新会社発足で決意を新たにする新井社長〈左〉と野口社長

 大日本コンサルタントとダイヤコンサルタント(東京都千代田区、野口泰彦社長)が出資する共同持ち株会社の「DNホールディングス(HD)」が14日に発足する。両社の技術力やノウハウ、人材を生かしシナジー(相乗効果)を最大化。より強固な経営基盤を築きながら、再生可能エネルギー分野など新領域の開拓に挑み、公共発注に依存しない「脱請負」の経営体制を目指す。新会社の発足に合わせ3カ年の中期経営計画も始動する。=3面に関連記事
 DNHDは資本金20億円、東京都千代田区に本社を置く。社長に大日本コンサルの新井伸博社長、代表権のある副社長に野口社長が就く。持ち株会社の傘下に大日本コンサルとダイヤコンサルが入り、2年後に2社が合併する予定だ。DNHDの東証2部上場に伴い大日本コンサルは12日、上場廃止になった。
 月内にスタートする中期計画に基づき、新しい体制で目標達成を目指す。主力の建設コンサル部門の売上高は単純合算で220億円規模になる。橋梁を中心に構造物の計画と設計が得意な大日本コンサルと、地質や地盤の調査・解析に強いダイヤコンサルの経営資源を融合。洋上風力発電に関連した地盤解析やドローン(小型無人機)を使用した空中電磁探査調査による地盤評価サービスなども展開する。

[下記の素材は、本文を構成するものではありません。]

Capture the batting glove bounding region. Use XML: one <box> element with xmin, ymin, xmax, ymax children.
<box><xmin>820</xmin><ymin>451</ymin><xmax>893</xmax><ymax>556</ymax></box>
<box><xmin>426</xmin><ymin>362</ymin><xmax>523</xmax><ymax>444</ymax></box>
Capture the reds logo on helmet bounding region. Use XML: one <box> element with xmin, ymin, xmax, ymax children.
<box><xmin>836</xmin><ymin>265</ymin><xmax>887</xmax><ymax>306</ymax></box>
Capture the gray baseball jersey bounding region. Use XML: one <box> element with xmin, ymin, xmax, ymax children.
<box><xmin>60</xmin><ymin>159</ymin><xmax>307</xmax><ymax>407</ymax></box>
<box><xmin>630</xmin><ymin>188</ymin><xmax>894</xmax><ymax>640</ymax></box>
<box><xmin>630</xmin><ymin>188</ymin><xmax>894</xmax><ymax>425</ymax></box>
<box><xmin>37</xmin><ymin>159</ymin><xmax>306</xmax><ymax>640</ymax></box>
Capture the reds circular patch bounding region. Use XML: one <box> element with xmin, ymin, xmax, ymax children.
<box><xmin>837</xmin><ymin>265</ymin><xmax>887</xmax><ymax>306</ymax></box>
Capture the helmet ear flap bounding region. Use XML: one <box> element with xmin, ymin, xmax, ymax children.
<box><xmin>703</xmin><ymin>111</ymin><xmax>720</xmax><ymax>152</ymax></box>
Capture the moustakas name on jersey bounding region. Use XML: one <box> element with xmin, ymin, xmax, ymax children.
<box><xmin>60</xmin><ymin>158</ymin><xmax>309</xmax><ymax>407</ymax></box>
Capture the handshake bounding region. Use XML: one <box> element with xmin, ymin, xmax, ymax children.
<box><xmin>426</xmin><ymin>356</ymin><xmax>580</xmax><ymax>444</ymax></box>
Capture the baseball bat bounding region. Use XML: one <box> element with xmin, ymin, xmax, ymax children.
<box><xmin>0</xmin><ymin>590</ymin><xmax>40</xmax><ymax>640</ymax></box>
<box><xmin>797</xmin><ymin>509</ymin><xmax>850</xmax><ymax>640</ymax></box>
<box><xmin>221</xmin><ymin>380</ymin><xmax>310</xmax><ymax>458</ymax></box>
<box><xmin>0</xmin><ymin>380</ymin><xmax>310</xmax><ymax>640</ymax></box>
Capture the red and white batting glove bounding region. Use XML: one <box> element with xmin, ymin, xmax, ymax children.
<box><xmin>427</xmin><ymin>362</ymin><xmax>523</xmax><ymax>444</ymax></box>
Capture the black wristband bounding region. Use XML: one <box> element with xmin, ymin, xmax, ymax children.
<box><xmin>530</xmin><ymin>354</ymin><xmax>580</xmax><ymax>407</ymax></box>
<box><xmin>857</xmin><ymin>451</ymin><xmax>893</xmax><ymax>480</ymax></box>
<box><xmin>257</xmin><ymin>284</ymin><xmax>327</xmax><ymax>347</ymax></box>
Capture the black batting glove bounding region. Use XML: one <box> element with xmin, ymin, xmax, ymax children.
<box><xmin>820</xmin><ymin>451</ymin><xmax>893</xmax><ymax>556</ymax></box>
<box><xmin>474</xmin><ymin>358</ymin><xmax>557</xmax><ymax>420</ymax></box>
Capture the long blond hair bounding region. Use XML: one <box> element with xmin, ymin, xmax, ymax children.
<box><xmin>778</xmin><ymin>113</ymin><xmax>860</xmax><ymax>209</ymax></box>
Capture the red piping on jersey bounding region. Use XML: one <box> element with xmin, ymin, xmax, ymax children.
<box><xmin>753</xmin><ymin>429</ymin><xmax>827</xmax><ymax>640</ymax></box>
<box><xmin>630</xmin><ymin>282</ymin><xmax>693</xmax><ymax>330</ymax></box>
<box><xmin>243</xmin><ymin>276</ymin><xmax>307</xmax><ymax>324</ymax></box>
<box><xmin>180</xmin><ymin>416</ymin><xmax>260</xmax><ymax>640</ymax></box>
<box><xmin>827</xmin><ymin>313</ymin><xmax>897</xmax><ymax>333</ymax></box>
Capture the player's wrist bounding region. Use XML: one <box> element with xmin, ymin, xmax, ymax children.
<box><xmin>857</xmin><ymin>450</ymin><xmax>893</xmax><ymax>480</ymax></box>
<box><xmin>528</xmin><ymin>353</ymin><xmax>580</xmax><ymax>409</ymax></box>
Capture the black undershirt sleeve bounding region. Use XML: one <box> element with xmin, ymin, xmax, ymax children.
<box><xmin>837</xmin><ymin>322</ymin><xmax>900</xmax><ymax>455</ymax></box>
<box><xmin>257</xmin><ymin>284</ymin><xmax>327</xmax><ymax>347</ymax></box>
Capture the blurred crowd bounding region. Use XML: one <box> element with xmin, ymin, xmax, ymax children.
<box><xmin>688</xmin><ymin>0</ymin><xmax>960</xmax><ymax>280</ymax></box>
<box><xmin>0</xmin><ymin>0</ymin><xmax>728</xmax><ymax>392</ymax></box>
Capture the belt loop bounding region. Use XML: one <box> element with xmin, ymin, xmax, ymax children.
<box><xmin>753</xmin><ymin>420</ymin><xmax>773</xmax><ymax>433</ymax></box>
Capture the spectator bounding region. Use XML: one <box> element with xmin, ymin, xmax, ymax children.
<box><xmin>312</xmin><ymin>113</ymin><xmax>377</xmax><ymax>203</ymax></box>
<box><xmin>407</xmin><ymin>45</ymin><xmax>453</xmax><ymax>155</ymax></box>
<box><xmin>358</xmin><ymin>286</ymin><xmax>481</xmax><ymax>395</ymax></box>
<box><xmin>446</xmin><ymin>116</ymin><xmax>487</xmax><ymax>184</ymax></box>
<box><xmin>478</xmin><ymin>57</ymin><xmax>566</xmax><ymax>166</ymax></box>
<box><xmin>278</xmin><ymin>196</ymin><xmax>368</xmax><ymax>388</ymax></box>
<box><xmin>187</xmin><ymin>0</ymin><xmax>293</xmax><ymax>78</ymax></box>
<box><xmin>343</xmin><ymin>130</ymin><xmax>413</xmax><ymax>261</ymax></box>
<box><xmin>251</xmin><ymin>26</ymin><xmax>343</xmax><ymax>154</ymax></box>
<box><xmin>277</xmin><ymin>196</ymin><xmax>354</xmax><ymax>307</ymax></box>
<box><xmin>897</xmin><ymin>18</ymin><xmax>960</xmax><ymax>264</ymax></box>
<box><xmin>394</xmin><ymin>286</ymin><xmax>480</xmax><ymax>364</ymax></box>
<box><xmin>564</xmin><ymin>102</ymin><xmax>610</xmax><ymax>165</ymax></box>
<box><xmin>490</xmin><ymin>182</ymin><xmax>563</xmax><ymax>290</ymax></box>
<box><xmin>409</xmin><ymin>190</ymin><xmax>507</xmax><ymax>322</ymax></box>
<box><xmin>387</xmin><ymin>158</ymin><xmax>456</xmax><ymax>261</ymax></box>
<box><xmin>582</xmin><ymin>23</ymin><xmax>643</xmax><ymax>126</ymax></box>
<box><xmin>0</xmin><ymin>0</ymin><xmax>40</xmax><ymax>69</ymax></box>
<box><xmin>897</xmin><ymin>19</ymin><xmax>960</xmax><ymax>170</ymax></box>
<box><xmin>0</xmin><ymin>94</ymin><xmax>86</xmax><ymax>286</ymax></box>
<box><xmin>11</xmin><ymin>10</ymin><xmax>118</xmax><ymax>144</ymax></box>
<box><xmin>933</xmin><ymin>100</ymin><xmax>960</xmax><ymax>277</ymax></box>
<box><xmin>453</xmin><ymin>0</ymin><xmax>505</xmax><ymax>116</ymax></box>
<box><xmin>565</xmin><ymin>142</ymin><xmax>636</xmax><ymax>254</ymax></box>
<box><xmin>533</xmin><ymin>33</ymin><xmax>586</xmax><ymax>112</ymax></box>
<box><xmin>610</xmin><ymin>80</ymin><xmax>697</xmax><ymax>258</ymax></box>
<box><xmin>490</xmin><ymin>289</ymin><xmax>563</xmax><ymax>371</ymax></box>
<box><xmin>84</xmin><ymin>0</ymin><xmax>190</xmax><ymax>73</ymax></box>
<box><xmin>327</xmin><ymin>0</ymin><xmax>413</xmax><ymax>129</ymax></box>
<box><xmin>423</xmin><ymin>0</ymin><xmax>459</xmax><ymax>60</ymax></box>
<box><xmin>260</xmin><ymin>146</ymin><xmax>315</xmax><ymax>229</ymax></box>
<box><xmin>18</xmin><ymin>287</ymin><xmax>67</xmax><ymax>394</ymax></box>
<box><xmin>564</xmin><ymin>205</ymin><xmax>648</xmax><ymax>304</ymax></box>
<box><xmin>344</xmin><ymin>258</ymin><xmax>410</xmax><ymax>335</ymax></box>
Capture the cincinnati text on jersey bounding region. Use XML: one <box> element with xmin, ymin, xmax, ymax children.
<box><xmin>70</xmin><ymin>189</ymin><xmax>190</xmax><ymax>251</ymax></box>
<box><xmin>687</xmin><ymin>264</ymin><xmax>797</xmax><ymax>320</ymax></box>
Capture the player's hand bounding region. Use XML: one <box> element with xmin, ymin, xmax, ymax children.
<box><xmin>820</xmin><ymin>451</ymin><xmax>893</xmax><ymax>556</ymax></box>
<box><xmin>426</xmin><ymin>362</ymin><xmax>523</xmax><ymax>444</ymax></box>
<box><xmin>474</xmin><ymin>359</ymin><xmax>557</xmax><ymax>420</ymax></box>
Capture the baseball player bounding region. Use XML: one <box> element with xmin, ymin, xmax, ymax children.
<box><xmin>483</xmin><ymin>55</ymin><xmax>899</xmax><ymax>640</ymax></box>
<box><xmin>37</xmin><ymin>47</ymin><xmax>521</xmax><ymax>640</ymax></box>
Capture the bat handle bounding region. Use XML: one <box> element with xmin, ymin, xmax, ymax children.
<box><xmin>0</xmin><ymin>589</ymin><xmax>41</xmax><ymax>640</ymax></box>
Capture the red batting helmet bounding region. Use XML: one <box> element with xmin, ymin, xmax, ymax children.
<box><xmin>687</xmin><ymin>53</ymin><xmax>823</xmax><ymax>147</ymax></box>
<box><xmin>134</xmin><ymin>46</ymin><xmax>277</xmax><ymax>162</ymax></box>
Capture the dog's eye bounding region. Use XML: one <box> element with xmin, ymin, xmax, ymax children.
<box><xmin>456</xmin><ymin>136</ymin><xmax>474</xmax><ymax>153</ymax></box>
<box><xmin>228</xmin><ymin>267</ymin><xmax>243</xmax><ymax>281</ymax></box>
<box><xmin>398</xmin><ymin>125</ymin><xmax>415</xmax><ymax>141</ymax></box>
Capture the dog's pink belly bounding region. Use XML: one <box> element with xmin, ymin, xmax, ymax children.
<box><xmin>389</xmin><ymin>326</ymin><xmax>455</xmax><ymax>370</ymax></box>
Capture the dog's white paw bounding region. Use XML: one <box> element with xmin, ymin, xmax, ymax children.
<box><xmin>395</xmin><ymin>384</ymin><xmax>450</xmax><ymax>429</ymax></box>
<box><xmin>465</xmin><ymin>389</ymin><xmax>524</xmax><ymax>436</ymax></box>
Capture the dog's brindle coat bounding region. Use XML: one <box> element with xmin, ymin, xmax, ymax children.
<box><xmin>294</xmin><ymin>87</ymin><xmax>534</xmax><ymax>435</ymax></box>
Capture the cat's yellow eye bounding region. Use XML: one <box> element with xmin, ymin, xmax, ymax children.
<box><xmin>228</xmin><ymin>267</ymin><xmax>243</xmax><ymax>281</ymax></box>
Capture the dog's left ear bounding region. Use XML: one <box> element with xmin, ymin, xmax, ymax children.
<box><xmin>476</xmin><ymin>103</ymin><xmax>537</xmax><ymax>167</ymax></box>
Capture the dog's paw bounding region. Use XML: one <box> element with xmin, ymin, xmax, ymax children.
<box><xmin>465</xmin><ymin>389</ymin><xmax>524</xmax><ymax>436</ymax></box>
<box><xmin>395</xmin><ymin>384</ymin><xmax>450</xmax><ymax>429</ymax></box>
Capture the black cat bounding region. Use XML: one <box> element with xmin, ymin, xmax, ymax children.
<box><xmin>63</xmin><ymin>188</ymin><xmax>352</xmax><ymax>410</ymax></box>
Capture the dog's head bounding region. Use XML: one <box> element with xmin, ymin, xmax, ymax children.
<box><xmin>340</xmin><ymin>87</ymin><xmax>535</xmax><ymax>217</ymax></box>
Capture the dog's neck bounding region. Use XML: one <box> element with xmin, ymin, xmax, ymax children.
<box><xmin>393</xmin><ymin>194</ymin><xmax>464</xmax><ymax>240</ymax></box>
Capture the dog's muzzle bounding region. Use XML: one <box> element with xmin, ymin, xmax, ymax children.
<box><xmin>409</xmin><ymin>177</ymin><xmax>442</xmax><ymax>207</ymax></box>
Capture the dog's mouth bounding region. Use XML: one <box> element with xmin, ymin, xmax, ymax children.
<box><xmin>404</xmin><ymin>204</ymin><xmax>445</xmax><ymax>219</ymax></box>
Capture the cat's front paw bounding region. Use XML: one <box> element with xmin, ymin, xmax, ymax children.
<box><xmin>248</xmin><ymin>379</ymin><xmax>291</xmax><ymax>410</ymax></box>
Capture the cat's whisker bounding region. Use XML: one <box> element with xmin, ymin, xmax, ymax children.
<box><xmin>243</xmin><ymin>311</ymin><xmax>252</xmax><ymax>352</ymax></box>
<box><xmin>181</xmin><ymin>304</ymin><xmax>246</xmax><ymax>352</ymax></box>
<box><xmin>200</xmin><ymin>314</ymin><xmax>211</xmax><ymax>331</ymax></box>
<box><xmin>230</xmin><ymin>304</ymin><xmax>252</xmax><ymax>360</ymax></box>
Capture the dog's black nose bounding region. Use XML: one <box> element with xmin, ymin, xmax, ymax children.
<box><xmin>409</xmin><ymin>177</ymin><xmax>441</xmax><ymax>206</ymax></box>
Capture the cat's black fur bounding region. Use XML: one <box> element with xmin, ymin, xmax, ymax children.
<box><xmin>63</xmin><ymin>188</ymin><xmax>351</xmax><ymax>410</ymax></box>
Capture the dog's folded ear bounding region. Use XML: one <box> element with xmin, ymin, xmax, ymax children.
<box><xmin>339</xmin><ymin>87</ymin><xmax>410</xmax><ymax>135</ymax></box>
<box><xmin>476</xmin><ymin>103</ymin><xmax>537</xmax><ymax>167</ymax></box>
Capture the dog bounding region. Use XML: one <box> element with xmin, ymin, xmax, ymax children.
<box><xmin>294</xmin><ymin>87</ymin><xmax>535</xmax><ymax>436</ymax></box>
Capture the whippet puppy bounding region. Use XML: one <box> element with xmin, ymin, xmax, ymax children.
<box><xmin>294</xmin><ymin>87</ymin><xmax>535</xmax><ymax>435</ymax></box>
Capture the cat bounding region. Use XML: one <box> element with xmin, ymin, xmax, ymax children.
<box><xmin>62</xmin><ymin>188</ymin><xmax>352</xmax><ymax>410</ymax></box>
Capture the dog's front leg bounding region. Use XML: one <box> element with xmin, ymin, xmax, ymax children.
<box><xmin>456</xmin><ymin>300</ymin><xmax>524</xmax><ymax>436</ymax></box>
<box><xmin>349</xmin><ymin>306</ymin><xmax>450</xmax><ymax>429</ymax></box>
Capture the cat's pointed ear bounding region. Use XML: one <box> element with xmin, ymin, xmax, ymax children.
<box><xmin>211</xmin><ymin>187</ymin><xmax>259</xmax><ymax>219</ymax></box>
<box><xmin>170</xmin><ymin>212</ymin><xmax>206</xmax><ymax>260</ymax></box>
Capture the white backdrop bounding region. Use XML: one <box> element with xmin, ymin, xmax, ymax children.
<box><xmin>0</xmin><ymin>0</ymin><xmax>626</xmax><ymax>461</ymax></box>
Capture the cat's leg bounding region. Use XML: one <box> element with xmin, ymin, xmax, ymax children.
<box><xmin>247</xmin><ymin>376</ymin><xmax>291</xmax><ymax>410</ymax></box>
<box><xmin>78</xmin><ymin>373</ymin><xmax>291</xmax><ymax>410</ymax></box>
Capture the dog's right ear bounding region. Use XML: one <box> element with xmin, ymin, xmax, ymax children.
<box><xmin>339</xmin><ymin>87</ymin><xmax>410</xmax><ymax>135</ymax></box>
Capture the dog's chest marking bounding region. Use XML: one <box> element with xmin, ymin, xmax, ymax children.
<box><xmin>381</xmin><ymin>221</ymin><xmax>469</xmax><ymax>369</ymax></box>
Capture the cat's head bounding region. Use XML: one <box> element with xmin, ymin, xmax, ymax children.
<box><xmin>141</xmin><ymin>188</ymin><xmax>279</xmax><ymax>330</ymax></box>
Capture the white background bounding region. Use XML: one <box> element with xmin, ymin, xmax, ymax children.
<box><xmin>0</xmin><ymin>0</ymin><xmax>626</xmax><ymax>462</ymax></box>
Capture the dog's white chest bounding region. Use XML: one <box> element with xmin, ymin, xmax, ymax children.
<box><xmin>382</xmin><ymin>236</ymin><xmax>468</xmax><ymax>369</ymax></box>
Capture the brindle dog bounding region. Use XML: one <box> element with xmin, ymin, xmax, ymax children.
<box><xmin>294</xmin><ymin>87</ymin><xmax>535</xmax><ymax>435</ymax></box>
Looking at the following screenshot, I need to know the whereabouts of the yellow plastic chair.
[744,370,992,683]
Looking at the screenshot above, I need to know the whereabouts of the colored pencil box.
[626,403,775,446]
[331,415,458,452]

 日刊建設工業新聞社の取材に応じた新井社長は「景気に左右されやすい公共投資に頼っていては先行きがない」と業界動向を展望。「民間事業に強いダイヤコンサル、エネルギー関連で業務受注の実績がある当社が互いに力を合わせて脱請負を目指す」考えを明かした。
 野口社長も「経営体質が健全でCSR(企業の社会的責任)にも厳しく、高い技術力を持つ会社でないと強くなれない。両社は社風も似ている。良い会社同士が一緒になれば強い企業になれる」と経営統合の意義を強調する。
 DNHDの発足に伴いロゴマークも作成した。人と自然(空・大地・海)が調和する社会の姿を青と緑で表現。「人と自然が微笑む社会へ」というコーポレートメッセージを掲げた。